Méthodes formelles :

La conception d’assistants de preuve, tels que Coq ou plus récemment F*, et leur utilisation pour la vérification de systèmes critiques sont des forces historiques d’Inria. Appliqués dans le contexte de la cybersécurité, ces outils et plus généralement les méthodes formelles, ont permis de déceler de nombreuses failles dans des protocoles tels que TLS, et de proposer des implémentations de protocoles et primitives cryptographiques dont la sécurité est prouvée de bout en bout, comme la librairie HACL*, aujourd’hui intégrée dans les logiciels de Mozilla.

– Vote électronique et protection de la vie privée

Par l’application de nouvelles recherches dans ces domaines, Inria et ses partenaires au sein de la recherche française ont aussi un impact important sur la société. Par exemple, les travaux sur le vote électronique menés conjointement par Inria et le CNRS ont permis le développement de la plateforme ouverte Belenios, qui utilise des protections cryptographiques pour garantir le secret du vote et l’intégrité de l’élection, sans avoir à faire confiance aux organisateurs de l’élection ni aux serveurs qui la gèrent. Ce travail a indirectement permis de sensibiliser le public aux questions de sécurité liées au vote, qu’il soit électronique ou papier.

D’autres travaux de tout premier plan sur le respect de la vie privée, allant des concepts clés aux études de cas, qui héritent de la sensibilité toute particulière de la France sur cette thématique depuis la Loi Informatique et Liberté de 1978, ont réussi à avoir un impact au niveau européen jusque dans sa réglementation sur la protection des données (Règlement Général sur la Protection des données, RGPD).

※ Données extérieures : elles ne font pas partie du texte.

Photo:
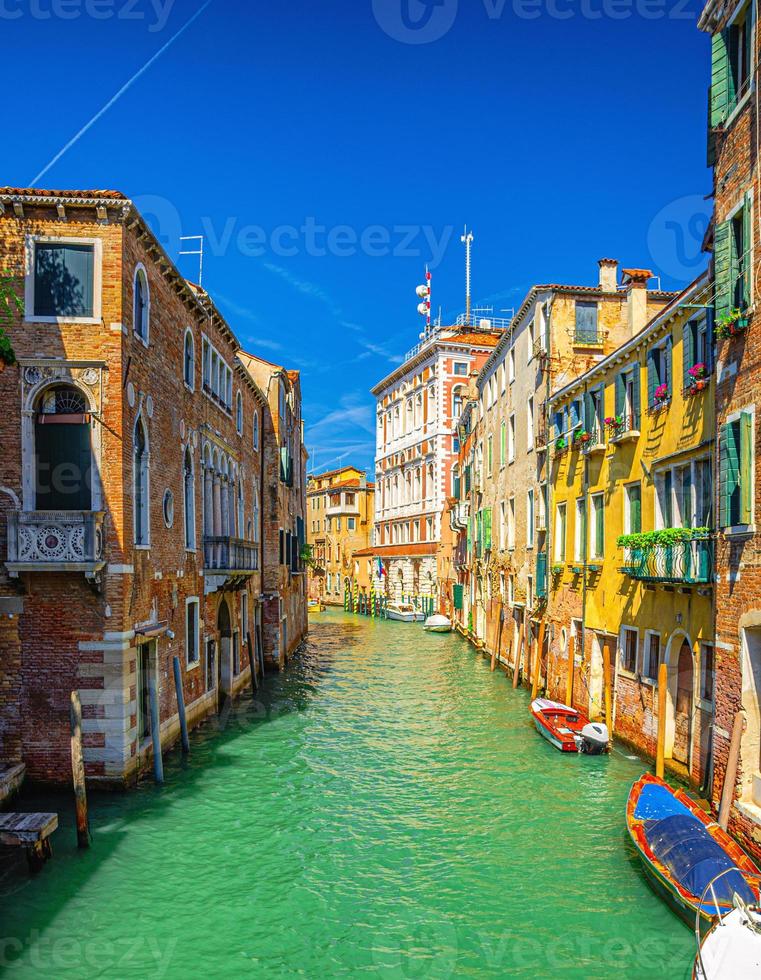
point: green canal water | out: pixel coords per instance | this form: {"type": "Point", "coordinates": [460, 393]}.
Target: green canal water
{"type": "Point", "coordinates": [386, 808]}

Les scientifiques français en cybersécurité disposent de connaissances pointues sur un grand nombre de sujets. Ils sont sollicités de manière croissante pour des missions d’expertise. Le besoin de compétences en cybersécurité se fait de plus en plus ressentir dans tous les domaines, et tout particulièrement les systèmes industriels et médicaux ou l’Internet des objets, pour lesquels un transfert d’expertise est nécessaire. De même, la cybersécurité a un besoin pressant de compétences en techniques d’intelligence artificielle. Bien que la France ait une position de premier plan dans de nombreux domaines de la cybersécurité, un déficit existe sur des recherches plus expérimentales comme la sécurité des réseaux et des systèmes qu’il conviendrait de mieux valoriser, tout en facilitant l’accès aux données bien souvent indispensables à ces recherches.

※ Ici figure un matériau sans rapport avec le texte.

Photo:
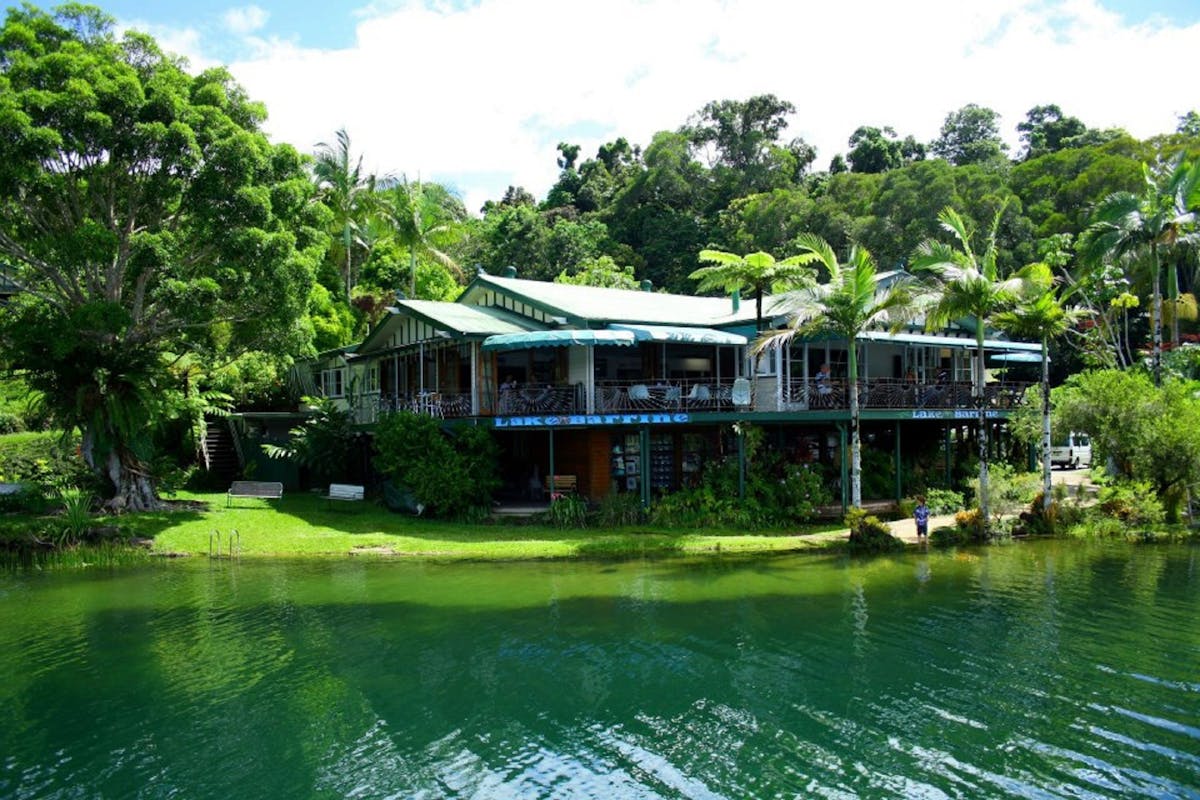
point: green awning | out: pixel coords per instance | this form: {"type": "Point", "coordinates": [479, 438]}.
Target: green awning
{"type": "Point", "coordinates": [558, 338]}
{"type": "Point", "coordinates": [679, 334]}
{"type": "Point", "coordinates": [1018, 358]}
{"type": "Point", "coordinates": [929, 340]}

Comme le facteur humain reste souvent le maillon faible, l’éducation et les actions de médiation en cybersécurité sont également incontournables, et ce à destination de tous les acteurs : citoyens, acteurs, industriels, enseignants et élèves de tous âges, du primaire à l’enseignement supérieur.

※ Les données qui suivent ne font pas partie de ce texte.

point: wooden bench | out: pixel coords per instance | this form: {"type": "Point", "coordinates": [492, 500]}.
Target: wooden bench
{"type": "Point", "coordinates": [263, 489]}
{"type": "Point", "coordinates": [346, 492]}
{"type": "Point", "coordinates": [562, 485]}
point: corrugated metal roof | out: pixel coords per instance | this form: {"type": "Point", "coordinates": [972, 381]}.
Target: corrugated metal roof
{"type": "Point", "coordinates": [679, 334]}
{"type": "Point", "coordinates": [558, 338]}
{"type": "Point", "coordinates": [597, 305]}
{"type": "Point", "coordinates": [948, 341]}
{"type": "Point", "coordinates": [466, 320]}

De nombreux rapports récents sur la cybersécurité nous mettent en garde vis-à-vis de possibles attaques massives envers des entreprises ou des pays. La résilience de nos opérateurs d’importance vitale est cruciale et, comme la sécurité, elle ne peut être assurée que si elle est prise en compte dès la conception.

Les défis scientifiques

Parmi les défis scientifiques et technologiques, l’Inria mentionne la cryptographie post-quantique, le calcul sur des données chiffrées, la preuve de bout en bout des protocoles cryptographiques, le développement de la sécurité de l’Internet des Objets et le renforcement de la protection de la vie privée des citoyens.

La France dispose d’un écosystème de premier plan en cybersécurité, avec notamment des acteurs comme l’ANSSI ou la DGA, plusieurs groupes industriels et des start-up technologiques extrêmement innovantes, considèrent les auteurs du livre blanc. Pour renforcer cet écosystème, étant donné les enjeux croissants de la cybersécurité liés à la pénétration du numérique dans tous les pans de la société et de l’économie, la France doit aussi maintenir, voire accroître, son effort de recherche consacré à la cybersécurité.